08 Outubro 2012 | 08h41

Duas delas já foram reabertas e a administração municipal já afirma que essa é a tendência. No entanto, não há um plano para reabrir todas - de acordo com a Fundação Parques e Jardins (FPJ), órgão responsável pelas praças da cidade.

"Muitas foram cercadas por causa da sensação de insegurança e passaram a ser usadas apenas durante o dia. Recentemente, foram reabertas a Tiradentes, no centro, e a Saens Peña, na Tijuca (zona norte)", diz David Lessa, presidente da FPJ. "A primeira foi reaberta por iniciativa da prefeitura, que fez uma ampla reforma. E a segunda, a pedido da associação comercial da praça, que adotou a área."

Mudança de perfil. As duas reaberturas também teriam a ver com outros aspectos, acredita Lessa. "Não havia mais tantos mendigos concentrados na (Praça) Tiradentes, talvez por causa do crescimento econômico. E as Unidades de Polícia Pacificadora (UPPs) instaladas na Tijuca aumentaram a sensação de segurança na Saens Peña", disse.

"Eu defendo que todas as praças sejam abertas, porque são espaços públicos cujo uso não deve ficar restrito por horários. Acredito que a melhoria da sensação de segurança trazida pelas UPPs vai levar a população a pedir a reabertura de outras praças", prevê o presidente do órgão municipal.

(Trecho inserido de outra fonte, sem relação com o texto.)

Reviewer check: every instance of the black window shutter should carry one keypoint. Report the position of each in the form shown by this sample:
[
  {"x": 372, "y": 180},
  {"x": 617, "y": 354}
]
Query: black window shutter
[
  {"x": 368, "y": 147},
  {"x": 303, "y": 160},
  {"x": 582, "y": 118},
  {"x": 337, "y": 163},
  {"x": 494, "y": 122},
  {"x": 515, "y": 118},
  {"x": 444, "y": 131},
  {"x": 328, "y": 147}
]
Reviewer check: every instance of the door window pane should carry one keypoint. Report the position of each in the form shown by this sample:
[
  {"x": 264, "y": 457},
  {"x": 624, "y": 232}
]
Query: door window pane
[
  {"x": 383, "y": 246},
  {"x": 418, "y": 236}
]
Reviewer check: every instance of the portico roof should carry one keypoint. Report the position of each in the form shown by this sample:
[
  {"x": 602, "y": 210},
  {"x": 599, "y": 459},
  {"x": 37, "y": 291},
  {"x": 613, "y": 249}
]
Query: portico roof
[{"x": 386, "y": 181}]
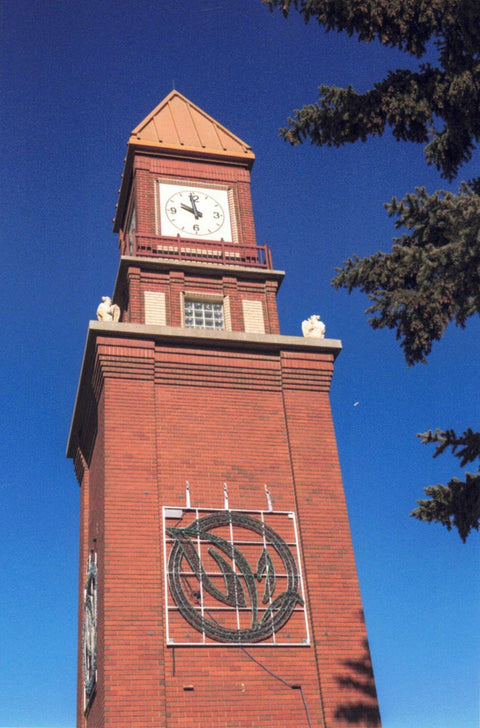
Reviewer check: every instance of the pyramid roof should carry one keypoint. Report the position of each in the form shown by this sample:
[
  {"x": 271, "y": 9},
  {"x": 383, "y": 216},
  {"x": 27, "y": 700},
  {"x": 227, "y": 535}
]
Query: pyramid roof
[{"x": 178, "y": 128}]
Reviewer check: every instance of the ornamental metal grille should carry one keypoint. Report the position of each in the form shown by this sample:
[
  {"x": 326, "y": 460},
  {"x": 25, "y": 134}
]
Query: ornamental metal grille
[
  {"x": 203, "y": 315},
  {"x": 233, "y": 577}
]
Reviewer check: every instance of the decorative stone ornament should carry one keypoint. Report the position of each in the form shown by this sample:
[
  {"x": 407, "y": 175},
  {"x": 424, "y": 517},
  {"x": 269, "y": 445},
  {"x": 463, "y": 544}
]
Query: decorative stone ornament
[
  {"x": 89, "y": 639},
  {"x": 108, "y": 311},
  {"x": 313, "y": 327}
]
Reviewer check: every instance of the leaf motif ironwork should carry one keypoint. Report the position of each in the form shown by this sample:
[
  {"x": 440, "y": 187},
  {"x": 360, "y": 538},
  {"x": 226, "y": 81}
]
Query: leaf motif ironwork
[{"x": 239, "y": 577}]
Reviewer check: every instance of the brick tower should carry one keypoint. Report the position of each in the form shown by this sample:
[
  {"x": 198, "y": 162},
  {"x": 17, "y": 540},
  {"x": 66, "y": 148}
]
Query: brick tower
[{"x": 218, "y": 586}]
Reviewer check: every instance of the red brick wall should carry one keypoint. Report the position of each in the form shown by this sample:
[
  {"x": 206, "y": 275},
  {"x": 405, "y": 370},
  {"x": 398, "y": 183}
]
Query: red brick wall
[
  {"x": 149, "y": 169},
  {"x": 176, "y": 282},
  {"x": 209, "y": 416}
]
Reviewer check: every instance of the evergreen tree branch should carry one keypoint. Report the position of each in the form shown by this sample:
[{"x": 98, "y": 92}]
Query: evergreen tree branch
[{"x": 432, "y": 275}]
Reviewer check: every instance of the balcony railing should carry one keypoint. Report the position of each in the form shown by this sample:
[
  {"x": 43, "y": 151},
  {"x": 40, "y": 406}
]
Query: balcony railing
[{"x": 258, "y": 256}]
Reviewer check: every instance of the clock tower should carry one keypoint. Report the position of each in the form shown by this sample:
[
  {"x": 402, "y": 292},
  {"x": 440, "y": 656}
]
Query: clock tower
[{"x": 218, "y": 586}]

Lessa explica que no ano passado uma área verde foi cercada para que seus jardins fossem preservados - mas a medida não surtiu efeito e as grades acabaram retiradas.

"A praça onde fica o Teatro Armando Gonzaga, em Marechal Hermes (zona norte), tem jardins desenhados pelo (paisagista) Roberto Burle Marx. A Fundação tentou recuperá-los duas vezes, mas o local é ponto de distribuição de comida para moradores de rua, que usam os jardins para fazer fogueiras", diz Lessa. "Eles foram destruídos de novo e decidimos cercar a praça e os jardins. Mas os moradores de rua continuaram ali e as grades acabaram retiradas", completa.